Some neuron misfired in her brain, then, and she inexplicably remembered that thing Myron had once told her.

"He's dead," she gasped, gagging on her own vile effluence, "God is dead."

There was a single moment of intense regret and abject fear in the space where her heart skipped a beat. Because Snape really did look like he was about to murder her. His lip curled back as he drew away and he even raised the tongs.

They made a sickly splash as they hit the surface layer of horned toads still sitting in the bucket.

Snape whirled away in a dramatic flurry of robes. Undoubtedly to stop himself from committing grievous bodily harm. He threw himself behind his desk, pulled out the familiar flask of alcohol, and she saw something strange written in the lines of his face. He looked exactly as she felt.
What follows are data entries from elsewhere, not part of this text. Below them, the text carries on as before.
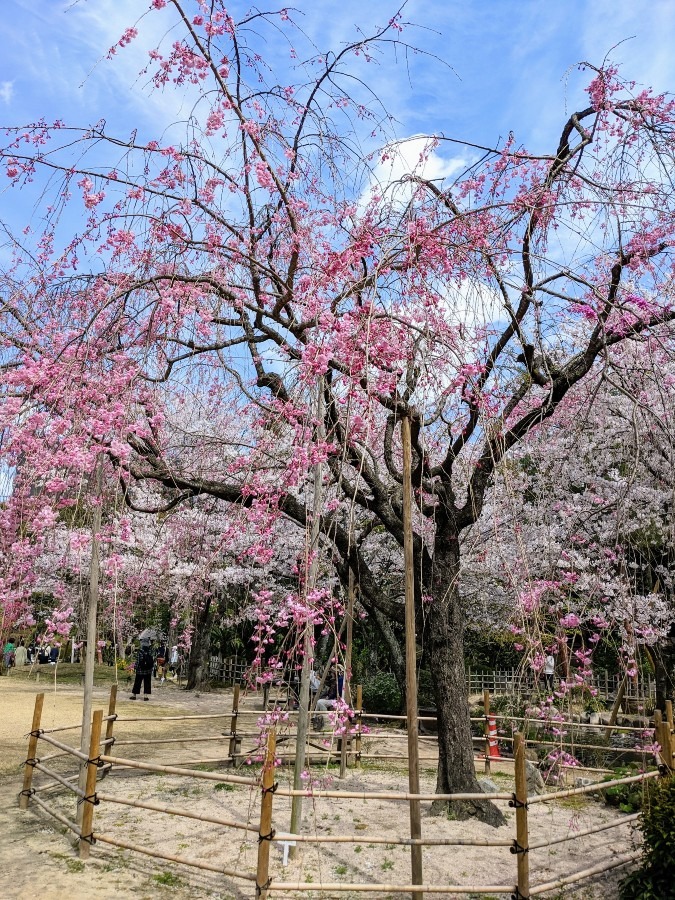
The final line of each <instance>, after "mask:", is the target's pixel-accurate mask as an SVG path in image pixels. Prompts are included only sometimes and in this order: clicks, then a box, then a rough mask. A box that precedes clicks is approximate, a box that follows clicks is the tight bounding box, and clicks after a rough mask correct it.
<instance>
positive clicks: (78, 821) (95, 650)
mask: <svg viewBox="0 0 675 900" xmlns="http://www.w3.org/2000/svg"><path fill="white" fill-rule="evenodd" d="M94 497H95V499H96V505H95V506H94V507H93V510H92V517H91V559H90V561H89V610H88V612H87V653H86V656H85V660H84V696H83V698H82V737H81V740H80V750H81V751H82V753H88V751H89V738H90V735H91V701H92V696H93V693H94V665H95V662H96V631H97V624H98V622H97V619H98V598H99V579H100V561H99V537H98V536H99V532H100V531H101V512H102V505H103V461H102V460H101V457H99V459H98V462H97V463H96V472H95V476H94ZM86 782H87V764H86V763H81V764H80V778H79V787H80V790H84V789H85V786H86ZM83 806H84V804H80V806H79V807H78V816H77V821H78V822H79V823H80V824H81V823H82V807H83Z"/></svg>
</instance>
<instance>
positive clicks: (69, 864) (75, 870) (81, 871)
mask: <svg viewBox="0 0 675 900" xmlns="http://www.w3.org/2000/svg"><path fill="white" fill-rule="evenodd" d="M66 869H68V871H69V872H72V873H75V872H84V863H83V862H82V860H81V859H67V860H66Z"/></svg>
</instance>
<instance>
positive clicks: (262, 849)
mask: <svg viewBox="0 0 675 900" xmlns="http://www.w3.org/2000/svg"><path fill="white" fill-rule="evenodd" d="M276 741H277V739H276V733H275V732H274V730H272V731H270V733H269V734H268V736H267V750H266V752H265V764H264V766H263V773H262V800H261V802H260V828H259V831H258V865H257V868H256V876H255V884H256V896H257V897H258V898H260V900H266V898H267V889H268V888H269V883H270V878H269V873H270V845H271V843H272V836H273V834H274V832H273V831H272V801H273V799H274V754H275V750H276Z"/></svg>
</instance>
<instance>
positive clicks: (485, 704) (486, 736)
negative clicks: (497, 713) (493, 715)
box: [483, 691, 490, 776]
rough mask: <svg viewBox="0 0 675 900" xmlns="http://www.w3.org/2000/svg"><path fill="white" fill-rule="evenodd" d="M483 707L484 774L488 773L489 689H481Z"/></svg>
mask: <svg viewBox="0 0 675 900" xmlns="http://www.w3.org/2000/svg"><path fill="white" fill-rule="evenodd" d="M483 707H484V709H485V774H486V775H487V776H489V775H490V720H489V716H490V691H483Z"/></svg>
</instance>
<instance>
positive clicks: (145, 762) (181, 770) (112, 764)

Like he'd rather be anywhere else in the world than sitting right there in that subterranean prison with these piles of unwanted responsibility and fucked-up teenage girls stacked all around him.

Like he'd rather be dead.

She imagined only the thought of coming back as a ghost and having to repeat this charade without the benefit of alcohol kept him from killing himself.

When he noticed that she was still there, he called her 'Bartleby' again and told her to get the fuck out of his sight.

She did.

Later, when she has calmed down a bit, she will climb into her too-small bed and think about it for a while. She'll rub her wrist where the tingling ghost of Snape's hand still haunts her and just mull the whole thing over. She'll listen to the lake undulate beyond the window and decide that she'd been wrong.

Some Mad Man said that God was dead, but that wasn't quite right.

He was merely dethroned, the broken remnants of His kingdom strewn about Him like so many frog guts.